Talks and Presentations

Does Robin Hood Use a Lightsaber?: Automated Planning for Storytelling

February 01, 2024

Conference proceedings talk, AAAI/SIGAI Doctoral Consortium, Association for the Advancement of Artificial Intelligence (AAAI), Vancouver, BC, Canada

Automated Planning can therefore be combined with Natural Language text generation to create narratives (stories) that are logical, coherent, and believable. A planning model provides scaffolding to an LLM so that the LLM’s language generation is context-dependent, in order to allow users to create more coherent, logical, and believable stories in a variety of domains.

TattleTale: Storytelling with Planning and Large Language Models

June 15, 2022

Conference proceedings talk, The International Conference on Automated Planning and Scheduling (ICAPS) SPARK workshop, Virtual

We demonstrate the use of a planning model that provides scaffolding to an LLM so that its language generation is context dependent in order to create more coherent and believable stories in a variety of domains.

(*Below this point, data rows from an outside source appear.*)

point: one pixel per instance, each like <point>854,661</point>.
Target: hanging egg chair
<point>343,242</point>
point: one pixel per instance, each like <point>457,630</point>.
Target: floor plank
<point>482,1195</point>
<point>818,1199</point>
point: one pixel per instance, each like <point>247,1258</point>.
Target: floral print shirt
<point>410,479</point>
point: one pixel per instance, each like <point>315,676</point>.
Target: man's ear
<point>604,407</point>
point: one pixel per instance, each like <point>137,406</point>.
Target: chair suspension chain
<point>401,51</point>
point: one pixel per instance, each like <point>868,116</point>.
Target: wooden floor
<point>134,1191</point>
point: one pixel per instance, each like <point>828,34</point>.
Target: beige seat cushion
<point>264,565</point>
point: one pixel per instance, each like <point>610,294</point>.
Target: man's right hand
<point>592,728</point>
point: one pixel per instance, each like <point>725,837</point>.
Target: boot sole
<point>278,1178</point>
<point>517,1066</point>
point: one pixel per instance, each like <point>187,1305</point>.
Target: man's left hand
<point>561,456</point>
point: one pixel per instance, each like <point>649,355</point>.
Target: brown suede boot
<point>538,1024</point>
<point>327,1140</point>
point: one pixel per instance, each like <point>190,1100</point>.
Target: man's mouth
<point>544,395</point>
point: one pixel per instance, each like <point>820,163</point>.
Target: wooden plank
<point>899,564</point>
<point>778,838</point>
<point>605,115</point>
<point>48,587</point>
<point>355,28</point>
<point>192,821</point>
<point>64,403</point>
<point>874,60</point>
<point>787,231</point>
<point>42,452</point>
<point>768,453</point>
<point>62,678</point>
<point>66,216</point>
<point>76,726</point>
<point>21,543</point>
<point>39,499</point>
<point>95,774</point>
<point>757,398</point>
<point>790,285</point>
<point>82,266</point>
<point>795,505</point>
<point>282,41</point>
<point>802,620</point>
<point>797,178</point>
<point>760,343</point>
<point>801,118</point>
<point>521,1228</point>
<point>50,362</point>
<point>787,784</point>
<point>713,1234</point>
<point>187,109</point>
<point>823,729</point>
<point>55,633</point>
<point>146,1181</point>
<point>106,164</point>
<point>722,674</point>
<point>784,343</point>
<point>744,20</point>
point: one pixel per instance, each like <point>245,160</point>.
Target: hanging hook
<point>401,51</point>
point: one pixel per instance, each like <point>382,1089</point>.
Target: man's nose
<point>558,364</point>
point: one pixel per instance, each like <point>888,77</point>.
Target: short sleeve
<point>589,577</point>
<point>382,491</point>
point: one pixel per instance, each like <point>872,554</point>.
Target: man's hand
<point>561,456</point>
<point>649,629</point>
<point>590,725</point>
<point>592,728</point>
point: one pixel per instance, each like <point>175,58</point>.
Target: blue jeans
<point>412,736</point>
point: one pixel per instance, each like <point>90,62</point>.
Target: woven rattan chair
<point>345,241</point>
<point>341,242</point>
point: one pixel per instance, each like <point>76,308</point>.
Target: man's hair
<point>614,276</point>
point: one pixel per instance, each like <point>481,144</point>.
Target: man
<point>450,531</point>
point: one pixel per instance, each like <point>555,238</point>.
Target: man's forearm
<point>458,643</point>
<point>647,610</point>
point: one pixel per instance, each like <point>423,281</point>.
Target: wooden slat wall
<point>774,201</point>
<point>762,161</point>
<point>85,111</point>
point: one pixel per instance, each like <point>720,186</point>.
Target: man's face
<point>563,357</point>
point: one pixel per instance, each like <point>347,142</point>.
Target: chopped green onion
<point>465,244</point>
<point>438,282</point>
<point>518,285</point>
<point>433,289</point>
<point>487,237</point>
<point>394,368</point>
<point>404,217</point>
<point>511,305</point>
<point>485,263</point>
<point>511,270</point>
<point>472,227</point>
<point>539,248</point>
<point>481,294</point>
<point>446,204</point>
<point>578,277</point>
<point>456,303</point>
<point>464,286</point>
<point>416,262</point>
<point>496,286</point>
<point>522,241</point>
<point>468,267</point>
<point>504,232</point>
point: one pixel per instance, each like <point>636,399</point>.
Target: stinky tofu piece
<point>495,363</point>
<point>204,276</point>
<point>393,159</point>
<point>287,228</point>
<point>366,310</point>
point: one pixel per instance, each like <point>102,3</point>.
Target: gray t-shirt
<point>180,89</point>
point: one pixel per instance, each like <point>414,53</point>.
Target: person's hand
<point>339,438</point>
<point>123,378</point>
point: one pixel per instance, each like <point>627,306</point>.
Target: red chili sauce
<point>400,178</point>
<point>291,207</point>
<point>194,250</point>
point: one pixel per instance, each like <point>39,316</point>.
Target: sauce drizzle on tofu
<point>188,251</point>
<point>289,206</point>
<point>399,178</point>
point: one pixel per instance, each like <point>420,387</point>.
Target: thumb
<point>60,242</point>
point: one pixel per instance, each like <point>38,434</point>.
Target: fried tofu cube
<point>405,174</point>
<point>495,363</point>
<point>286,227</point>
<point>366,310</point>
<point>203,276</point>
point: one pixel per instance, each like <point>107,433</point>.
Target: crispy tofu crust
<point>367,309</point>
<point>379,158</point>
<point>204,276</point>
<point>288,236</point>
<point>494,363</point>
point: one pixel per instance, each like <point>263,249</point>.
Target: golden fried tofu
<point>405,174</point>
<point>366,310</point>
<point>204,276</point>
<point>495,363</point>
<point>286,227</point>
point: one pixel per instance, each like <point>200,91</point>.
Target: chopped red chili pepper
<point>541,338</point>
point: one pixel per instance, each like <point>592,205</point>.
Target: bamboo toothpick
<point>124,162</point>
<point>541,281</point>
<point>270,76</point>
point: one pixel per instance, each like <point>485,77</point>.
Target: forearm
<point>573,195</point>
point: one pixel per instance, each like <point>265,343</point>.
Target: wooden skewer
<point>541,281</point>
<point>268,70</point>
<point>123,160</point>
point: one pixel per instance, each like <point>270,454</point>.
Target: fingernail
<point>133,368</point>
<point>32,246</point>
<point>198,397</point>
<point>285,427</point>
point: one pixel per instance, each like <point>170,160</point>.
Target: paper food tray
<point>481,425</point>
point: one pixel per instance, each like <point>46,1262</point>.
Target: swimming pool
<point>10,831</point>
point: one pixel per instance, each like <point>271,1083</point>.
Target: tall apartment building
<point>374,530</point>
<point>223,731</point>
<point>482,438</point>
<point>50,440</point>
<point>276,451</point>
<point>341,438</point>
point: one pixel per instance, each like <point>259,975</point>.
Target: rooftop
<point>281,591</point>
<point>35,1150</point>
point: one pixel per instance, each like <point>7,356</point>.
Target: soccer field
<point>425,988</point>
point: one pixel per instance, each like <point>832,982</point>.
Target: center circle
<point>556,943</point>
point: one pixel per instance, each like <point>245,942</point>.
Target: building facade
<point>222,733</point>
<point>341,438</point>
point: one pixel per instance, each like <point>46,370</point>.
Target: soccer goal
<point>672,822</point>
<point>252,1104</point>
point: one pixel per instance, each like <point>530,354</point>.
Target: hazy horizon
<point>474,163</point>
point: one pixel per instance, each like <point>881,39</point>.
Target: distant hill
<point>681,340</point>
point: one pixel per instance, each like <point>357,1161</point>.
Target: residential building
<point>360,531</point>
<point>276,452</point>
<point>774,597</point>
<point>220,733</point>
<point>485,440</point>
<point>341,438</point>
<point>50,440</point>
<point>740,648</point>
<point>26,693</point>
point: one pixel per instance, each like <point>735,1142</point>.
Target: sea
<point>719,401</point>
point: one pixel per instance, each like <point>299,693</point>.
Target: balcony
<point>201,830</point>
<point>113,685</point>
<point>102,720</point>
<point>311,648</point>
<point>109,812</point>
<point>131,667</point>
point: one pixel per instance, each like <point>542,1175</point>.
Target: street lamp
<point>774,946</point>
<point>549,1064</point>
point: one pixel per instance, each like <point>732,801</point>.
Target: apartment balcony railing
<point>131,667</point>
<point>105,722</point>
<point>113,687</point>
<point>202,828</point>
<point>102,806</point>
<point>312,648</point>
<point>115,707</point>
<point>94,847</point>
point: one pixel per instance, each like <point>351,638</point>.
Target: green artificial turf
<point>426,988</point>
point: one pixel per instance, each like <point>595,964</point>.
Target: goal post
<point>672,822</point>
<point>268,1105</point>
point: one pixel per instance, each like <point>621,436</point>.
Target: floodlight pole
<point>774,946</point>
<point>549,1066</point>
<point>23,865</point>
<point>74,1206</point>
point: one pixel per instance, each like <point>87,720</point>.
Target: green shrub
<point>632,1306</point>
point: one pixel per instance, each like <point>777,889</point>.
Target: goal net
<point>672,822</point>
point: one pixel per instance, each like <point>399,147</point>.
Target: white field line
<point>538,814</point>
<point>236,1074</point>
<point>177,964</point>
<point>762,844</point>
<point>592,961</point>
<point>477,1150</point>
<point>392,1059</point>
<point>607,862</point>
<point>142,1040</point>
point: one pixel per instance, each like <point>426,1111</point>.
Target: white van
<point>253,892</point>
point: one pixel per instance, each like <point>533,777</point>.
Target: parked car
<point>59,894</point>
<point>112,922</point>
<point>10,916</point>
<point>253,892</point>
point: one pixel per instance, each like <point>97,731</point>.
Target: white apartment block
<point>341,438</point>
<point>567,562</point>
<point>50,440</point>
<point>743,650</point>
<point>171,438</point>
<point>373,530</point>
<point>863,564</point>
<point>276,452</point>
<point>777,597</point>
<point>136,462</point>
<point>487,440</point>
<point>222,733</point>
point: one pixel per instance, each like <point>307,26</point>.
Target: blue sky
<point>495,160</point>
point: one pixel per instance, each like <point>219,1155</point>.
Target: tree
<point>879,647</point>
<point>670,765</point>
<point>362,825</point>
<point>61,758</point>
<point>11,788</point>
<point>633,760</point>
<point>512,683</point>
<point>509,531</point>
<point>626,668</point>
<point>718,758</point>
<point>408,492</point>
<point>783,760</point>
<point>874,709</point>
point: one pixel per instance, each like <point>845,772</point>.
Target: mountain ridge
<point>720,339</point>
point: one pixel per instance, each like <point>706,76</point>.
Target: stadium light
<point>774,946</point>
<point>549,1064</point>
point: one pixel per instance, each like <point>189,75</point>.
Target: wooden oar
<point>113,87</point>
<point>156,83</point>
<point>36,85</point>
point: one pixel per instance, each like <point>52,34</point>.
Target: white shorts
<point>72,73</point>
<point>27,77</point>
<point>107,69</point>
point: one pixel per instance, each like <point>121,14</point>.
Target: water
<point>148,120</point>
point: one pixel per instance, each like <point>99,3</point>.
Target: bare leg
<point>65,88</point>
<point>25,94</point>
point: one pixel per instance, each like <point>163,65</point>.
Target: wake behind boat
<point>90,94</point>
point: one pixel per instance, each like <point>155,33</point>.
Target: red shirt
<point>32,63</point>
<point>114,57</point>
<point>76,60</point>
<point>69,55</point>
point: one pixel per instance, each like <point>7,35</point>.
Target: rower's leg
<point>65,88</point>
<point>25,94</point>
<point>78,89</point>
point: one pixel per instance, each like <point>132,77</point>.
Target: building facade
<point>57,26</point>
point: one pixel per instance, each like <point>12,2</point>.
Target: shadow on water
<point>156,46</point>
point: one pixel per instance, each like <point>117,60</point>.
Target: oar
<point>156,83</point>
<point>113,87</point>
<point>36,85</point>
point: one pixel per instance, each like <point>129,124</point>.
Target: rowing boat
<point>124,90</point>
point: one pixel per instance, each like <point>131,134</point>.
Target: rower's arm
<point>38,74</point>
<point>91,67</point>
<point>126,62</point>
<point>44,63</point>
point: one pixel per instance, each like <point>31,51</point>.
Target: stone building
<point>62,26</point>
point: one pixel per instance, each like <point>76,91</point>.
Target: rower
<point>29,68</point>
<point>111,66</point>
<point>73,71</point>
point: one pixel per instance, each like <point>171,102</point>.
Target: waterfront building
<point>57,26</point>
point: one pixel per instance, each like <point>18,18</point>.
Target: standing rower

A Natural Language Model for Generating PDDL

August 05, 2021

Conference proceedings talk, The International Conference on Automated Planning and Scheduling (ICAPS) KEPS workshop, Virtual

The goal of this preliminary work is to predict the next completion in PDDL code, based on previous and surrounding text. Generating valid PDDL code is a key component in creating robust planners. Thus, the ability to generate PDDL code will be extremely useful to PDDL practitioners for the purpose of solving planning problems. It further opens the door to providing a source of inspiration for the modeller. The main contribution of our approach is a language model built using Recurrent Neural Networks (RNNs) that is trained on existing PDDL domains, which can be used to generate PDDL-like code.

Automatic Term Extraction in Technical Domain using Part-of-Speech and Common Word Features

August 28, 2018

Conference proceedings talk, Association for Computing Machinery (ACM) Symposium DocEng 2018, Halifax, NS

Extracting key terms from technical documents allows us to write effective documentation that is specific and clear, with minimum ambiguity and confusion caused by nearly synonymous but different terms. For instance, in order to avoid confusion, the same object should not be referred to by two different names (e.g. “hydraulic oil filter”). In the modern world of commerce, clear terminology is the hallmark of successful RFPs (Requests for Proposal) and is therefore a key to the growth of competitive organizations. While Automatic Term Extraction (ATE) is a well-developed area of study, its applications in the technical domain have been sparse and constrained to certain narrow areas such as the biomedical research domain. We present a method for Automatic Term Extraction (ATE) for the technical domain based on the use of part-of-speech features and common words information.